Conducting a market opportunity analysis is like…yeah, you get it. You’re relentlessly trying to find untapped growth, underserved customers, or tired incumbents ripe for disruption. Whether you’re launching a new product, entering a new region, or just figuring out where the puck is headed next, here’s how to break it down like a pro (not a poser).
What Is Market Opportunity Analysis?
A market opportunity analysis (MOA) is a structured process for identifying and evaluating potential areas for business growth. It helps answer:
- Where is the demand?
- How big is the market?
- Who’s underserved or poorly served?
- Can we win here?
You want data, insights, and some guts. It’s part research, part intuition, part street smarts.
How to Conduct a Market Opportunity Analysis
Here’s a 7-step playbook that applies whether you're selling software to CFOs or smoothies to soccer moms:
1. Define the Objective
What are you evaluating? A new product? Entering a new region? Serving a new segment? Get specific.
Example: “Can we launch a subscription-based customer support chatbot for mid-sized Ecommerce brands?”
2. Identify Market Segments
Slice the market like a New York pizza. Use demographics, psychographics, firmographics, buyer behavior—whatever works for your industry.
B2C: Age, income, lifestyle, purchase triggers
B2B: Industry, size, tech stack, pain points
3. Estimate Market Size
Break this into three buckets:
- TAM (Total Addressable Market) – Everyone who could buy
- SAM (Serviceable Available Market) – Everyone you can realistically reach
- SOM (Serviceable Obtainable Market) – Everyone you might actually win in year 1
Use a combination of primary data (e.g., surveys, interviews) and secondary data (e.g., Gartner, Statista, PitchBook).

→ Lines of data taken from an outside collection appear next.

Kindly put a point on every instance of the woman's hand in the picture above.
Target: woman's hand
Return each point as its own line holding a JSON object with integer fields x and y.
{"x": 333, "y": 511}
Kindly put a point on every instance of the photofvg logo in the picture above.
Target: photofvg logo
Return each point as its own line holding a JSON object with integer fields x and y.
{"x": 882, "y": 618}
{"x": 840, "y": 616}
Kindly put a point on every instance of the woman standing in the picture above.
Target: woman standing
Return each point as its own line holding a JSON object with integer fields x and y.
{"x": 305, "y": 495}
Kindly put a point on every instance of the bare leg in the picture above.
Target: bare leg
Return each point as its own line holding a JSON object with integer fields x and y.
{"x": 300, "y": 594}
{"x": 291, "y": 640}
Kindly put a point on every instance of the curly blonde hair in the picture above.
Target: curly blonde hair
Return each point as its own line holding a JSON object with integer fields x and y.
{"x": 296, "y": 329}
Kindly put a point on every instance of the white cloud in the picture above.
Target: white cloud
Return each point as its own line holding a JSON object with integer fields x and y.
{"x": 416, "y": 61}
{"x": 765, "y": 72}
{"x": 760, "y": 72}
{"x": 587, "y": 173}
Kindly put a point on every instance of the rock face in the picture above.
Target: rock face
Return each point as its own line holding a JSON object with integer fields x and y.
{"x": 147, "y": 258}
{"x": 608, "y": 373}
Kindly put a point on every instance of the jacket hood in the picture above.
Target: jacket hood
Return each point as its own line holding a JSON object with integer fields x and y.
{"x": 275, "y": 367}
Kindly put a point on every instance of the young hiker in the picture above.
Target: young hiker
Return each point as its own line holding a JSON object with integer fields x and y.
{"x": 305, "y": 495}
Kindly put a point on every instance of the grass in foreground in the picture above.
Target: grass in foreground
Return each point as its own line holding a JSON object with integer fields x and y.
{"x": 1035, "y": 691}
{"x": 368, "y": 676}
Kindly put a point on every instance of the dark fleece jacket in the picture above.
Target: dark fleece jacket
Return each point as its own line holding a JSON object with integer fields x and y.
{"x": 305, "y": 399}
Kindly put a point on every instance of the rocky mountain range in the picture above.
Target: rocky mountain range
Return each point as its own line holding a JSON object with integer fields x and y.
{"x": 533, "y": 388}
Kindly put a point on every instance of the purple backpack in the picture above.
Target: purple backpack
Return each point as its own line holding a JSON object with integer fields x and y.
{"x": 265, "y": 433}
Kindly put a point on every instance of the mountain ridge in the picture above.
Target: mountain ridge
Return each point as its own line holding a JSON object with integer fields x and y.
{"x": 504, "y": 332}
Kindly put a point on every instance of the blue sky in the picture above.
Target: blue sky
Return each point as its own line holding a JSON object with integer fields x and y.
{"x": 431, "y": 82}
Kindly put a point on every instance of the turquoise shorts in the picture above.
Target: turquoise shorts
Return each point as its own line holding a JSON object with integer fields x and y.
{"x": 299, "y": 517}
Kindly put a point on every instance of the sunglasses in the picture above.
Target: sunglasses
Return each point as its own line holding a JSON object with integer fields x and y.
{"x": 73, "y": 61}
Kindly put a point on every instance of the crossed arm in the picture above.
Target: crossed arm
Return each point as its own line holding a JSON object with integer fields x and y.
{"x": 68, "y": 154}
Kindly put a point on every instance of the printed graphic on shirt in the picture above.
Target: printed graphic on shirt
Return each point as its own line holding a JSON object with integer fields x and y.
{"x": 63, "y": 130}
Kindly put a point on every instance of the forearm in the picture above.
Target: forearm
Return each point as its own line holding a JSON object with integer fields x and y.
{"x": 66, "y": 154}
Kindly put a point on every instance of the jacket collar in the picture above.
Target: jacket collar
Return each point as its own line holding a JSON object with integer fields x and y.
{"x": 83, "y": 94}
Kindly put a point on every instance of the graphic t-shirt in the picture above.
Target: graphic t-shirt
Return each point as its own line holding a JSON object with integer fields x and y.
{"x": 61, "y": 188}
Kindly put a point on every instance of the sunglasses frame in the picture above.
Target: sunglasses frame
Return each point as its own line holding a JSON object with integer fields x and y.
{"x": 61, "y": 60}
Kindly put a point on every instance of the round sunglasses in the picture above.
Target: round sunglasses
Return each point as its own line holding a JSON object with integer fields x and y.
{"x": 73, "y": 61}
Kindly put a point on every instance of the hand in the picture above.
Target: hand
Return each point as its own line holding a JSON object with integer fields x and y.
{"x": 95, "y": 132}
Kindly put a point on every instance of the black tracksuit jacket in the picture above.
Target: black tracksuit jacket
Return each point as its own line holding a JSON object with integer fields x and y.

4. Analyze Trends and Drivers
Look for tailwinds:
- Macro trends (e.g., remote work, AI adoption, plant-based diets)
- Regulatory changes
- Cultural shifts
- New tech
This is where timing can turn a meh idea into a unicorn.
5. Evaluate Competitors
Map out direct, indirect, and “sleeping giant” competitors. Score them on:
- Market share
- Pricing
- Differentiation
- Customer loyalty
- Tech stack
Then ask, “Where are they weak?” That’s your wedge.
6. Assess Customer Needs and Gaps
Talk to actual humans. Conduct:
- Interviews
- Surveys
- Online reviews
- User testing
Look for friction, unmet needs, or "I wish someone would just..." statements. Those are signals of opportunity.
7. Score the Opportunity
Use a framework like this:
Criteria |
Score (1–5) |
Market size |
|
Growth rate |
|
Competitive intensity |
|
Profit potential |
|
Strategic fit |
|
Ease of entry |
|
Multiply scores by weights and see where the math takes you.
AI Prompts
Use AI to speed this process up and get sharper insights:
- What are the biggest unmet needs for small business accounting software in the US?
- Estimate the TAM, SAM, and SOM for mental health apps targeting Gen Z in the US.
- Summarize the latest trends and growth drivers in the B2B SaaS collaboration market.
- List 5 underserved customer segments in the fitness equipment market.
- Analyze customer complaints and reviews for robotic lawnmowers to find market gaps.
Final Thought
A good market opportunity analysis is part X-ray, part treasure map. Don’t chase hype—chase truth. If the data says there’s a real need, you’ve got a path to solve it, and the competition is sloppy or slow, you’ve got something. The market doesn’t care about your dreams—it cares about its own pain. Serve that pain better than anyone else, and you win.